HuggingFace Server¶

Thanks to our collaboration with the HuggingFace team you can now easily deploy your models from the HuggingFace Hub with Seldon Core.

We also support the high performance optimizations provided by the Transformer Optimum framework.

Pipeline parameters¶

The parameters that are available for you to configure include:

Name	Description
`task`	The transformer pipeline task
`pretrained_model`	The name of the pretrained model in the Hub
`pretrained_tokenizer`	Transformer name in Hub if different to the one provided with model
`optimum_model`	Boolean to enable loading model with Optimum framework

Simple Example¶

You can deploy a HuggingFace model by providing parameters to your pipeline.

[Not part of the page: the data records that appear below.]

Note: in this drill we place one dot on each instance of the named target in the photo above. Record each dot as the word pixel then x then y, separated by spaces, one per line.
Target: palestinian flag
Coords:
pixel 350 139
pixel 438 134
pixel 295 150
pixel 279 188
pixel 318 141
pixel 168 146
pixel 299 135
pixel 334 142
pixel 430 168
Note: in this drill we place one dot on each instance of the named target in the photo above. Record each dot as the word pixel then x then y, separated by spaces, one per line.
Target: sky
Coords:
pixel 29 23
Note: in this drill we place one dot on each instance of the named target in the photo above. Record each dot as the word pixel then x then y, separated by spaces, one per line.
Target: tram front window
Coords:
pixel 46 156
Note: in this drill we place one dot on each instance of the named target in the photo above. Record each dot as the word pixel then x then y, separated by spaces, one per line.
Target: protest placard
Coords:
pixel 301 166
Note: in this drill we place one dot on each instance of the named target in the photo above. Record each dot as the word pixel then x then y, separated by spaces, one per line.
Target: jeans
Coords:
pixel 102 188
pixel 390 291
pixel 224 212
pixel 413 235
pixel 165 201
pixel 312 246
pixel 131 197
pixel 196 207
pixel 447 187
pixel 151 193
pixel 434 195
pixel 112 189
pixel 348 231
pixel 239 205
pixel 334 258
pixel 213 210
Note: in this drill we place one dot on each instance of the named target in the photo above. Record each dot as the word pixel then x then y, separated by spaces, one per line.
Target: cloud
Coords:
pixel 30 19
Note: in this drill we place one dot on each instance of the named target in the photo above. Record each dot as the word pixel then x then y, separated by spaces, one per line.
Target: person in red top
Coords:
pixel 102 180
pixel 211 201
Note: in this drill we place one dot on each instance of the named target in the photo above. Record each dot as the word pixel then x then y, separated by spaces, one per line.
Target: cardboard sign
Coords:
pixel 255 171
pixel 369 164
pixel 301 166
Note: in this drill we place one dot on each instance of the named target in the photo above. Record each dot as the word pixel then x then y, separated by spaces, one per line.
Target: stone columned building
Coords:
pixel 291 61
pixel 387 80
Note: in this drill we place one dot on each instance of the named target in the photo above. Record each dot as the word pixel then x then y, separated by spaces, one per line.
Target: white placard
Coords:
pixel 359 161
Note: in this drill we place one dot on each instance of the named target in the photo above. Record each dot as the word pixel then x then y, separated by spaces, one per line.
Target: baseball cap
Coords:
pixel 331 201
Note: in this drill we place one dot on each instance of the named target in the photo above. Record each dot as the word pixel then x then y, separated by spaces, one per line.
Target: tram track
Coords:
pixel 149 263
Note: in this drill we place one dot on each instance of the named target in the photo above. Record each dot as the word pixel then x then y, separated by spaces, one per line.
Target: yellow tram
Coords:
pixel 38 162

apiVersion: machinelearning.seldon.io/v1alpha2
kind: SeldonDeployment
metadata:
  name: gpt2-model
spec:
  protocol: v2
  predictors:
  - graph:
      name: transformer
      implementation: HUGGINGFACE_SERVER
      parameters:
      - name: task
        type: STRING
        value: text-generation
      - name: pretrained_model
        type: STRING
        value: distilgpt2
    name: default
    replicas: 1

Quantized & Optimized Models with Optimum¶

You can deploy a HuggingFace model loaded using the Optimum library by using the optimum_model parameter.

apiVersion: machinelearning.seldon.io/v1alpha2
kind: SeldonDeployment
metadata:
  name: gpt2-model
spec:
  protocol: v2
  predictors:
  - graph:
      name: transformer
      implementation: HUGGINGFACE_SERVER
      parameters:
      - name: task
        type: STRING
        value: text-generation
      - name: pretrained_model
        type: STRING
        value: distilgpt2
      - name: optimum_model
        type: BOOL
        value: true
    name: default
    replicas: 1

Custom Model Example¶

You can deploy a custom HuggingFace model by providing the location of the model artefacts using the modelUri field.

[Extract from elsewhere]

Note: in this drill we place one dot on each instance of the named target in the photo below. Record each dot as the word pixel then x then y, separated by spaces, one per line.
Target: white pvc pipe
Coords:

apiVersion: machinelearning.seldon.io/v1alpha2
kind: SeldonDeployment
metadata:
  name: custom-tiny-stories-model
spec:
  protocol: v2
  predictors:
  - graph:
      name: transformer
      implementation: HUGGINGFACE_SERVER
      modelUri: gs://seldon-models/v1.18.0/huggingface/text-gen-custom-tiny-stories
      parameters:
      - name: task
        type: STRING
        value: text-generation
    name: default
    replicas: 1

Note

As a next step, why not try running a larger-scale model? You can find one in gs://seldon-models/v1.18.0/huggingface/text-gen-custom-gpt2. However, you may need to request more memory!